Qu'est-ce que l'arthrite juvénile idiopathique (AJI) ?

Voir son enfant souffrir d'une articulation douloureuse, boiter ou être limité dans ses jeux est une source d'inquiétude légitime pour tout parent. Lorsque ces symptômes persistent, le diagnostic d'arthrite juvénile idiopathique peut être évoqué. Loin d'être une "maladie de personnes âgées" affectant les enfants, il s'agit d'une pathologie spécifique à l'enfance et à l'adolescence, qui nécessite une compréhension et une prise en charge adaptées.

L'équipe médicale de Biloba vous explique tout ce que vous devez savoir sur cette maladie pour mieux la comprendre et accompagner votre enfant.

Définition : décryptons le terme "AJI"

Le terme "arthrite juvénile idiopathique" peut sembler complexe, mais il est en réalité très descriptif :

  • Arthrite : Désigne une inflammation d'une ou plusieurs articulations. Une articulation enflammée est généralement gonflée, chaude, parfois rouge, et douloureuse.
  • Juvénile : Signifie que la maladie débute avant l'âge de 16 ans.
  • Idiopathique : Indique que la cause exacte de la maladie est inconnue. Il ne s'agit ni d'une infection, ni d'une maladie contagieuse, ni d'une faute des parents.

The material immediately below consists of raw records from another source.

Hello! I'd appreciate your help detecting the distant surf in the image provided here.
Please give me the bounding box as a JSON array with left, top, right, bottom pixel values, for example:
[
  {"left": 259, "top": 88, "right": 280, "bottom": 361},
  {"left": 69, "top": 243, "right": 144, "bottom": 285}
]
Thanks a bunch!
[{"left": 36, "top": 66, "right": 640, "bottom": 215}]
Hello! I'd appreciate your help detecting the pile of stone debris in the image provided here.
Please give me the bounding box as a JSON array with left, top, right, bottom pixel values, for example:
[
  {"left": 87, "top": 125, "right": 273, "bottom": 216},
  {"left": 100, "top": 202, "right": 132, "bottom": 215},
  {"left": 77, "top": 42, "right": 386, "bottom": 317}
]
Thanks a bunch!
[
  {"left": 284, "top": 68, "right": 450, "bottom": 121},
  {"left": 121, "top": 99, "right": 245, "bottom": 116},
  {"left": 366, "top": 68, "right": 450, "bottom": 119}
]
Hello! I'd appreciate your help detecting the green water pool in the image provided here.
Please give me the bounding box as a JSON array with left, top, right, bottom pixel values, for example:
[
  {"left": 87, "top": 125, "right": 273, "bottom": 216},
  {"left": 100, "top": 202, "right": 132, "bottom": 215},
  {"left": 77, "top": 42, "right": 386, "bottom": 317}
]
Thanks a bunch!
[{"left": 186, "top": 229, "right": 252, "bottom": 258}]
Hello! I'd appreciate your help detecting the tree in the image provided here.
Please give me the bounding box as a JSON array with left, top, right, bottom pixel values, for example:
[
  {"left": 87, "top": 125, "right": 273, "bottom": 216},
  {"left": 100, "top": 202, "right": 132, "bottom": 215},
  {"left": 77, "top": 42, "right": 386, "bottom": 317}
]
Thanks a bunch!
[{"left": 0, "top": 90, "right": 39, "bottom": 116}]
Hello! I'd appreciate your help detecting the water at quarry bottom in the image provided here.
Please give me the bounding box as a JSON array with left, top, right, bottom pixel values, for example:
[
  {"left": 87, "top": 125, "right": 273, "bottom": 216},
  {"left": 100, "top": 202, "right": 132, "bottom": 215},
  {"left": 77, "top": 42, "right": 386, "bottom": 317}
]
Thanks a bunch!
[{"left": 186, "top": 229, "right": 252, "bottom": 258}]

L'AJI est une maladie auto-immune. Cela veut dire que le système immunitaire de l'enfant, qui est normalement chargé de le défendre contre les microbes, se dérègle et attaque par erreur les propres tissus sains de son corps, en particulier la membrane synoviale. C'est cette membrane qui tapisse l'intérieur des articulations ; son inflammation provoque le gonflement, la douleur et la raideur caractéristiques de l'arthrite.

Les différentes formes d'arthrite juvénile

Il est important de savoir qu'il n'existe pas une seule, mais plusieurs formes d'AJI, classées selon le nombre d'articulations touchées au cours des six premiers mois de la maladie et la présence d'autres symptômes.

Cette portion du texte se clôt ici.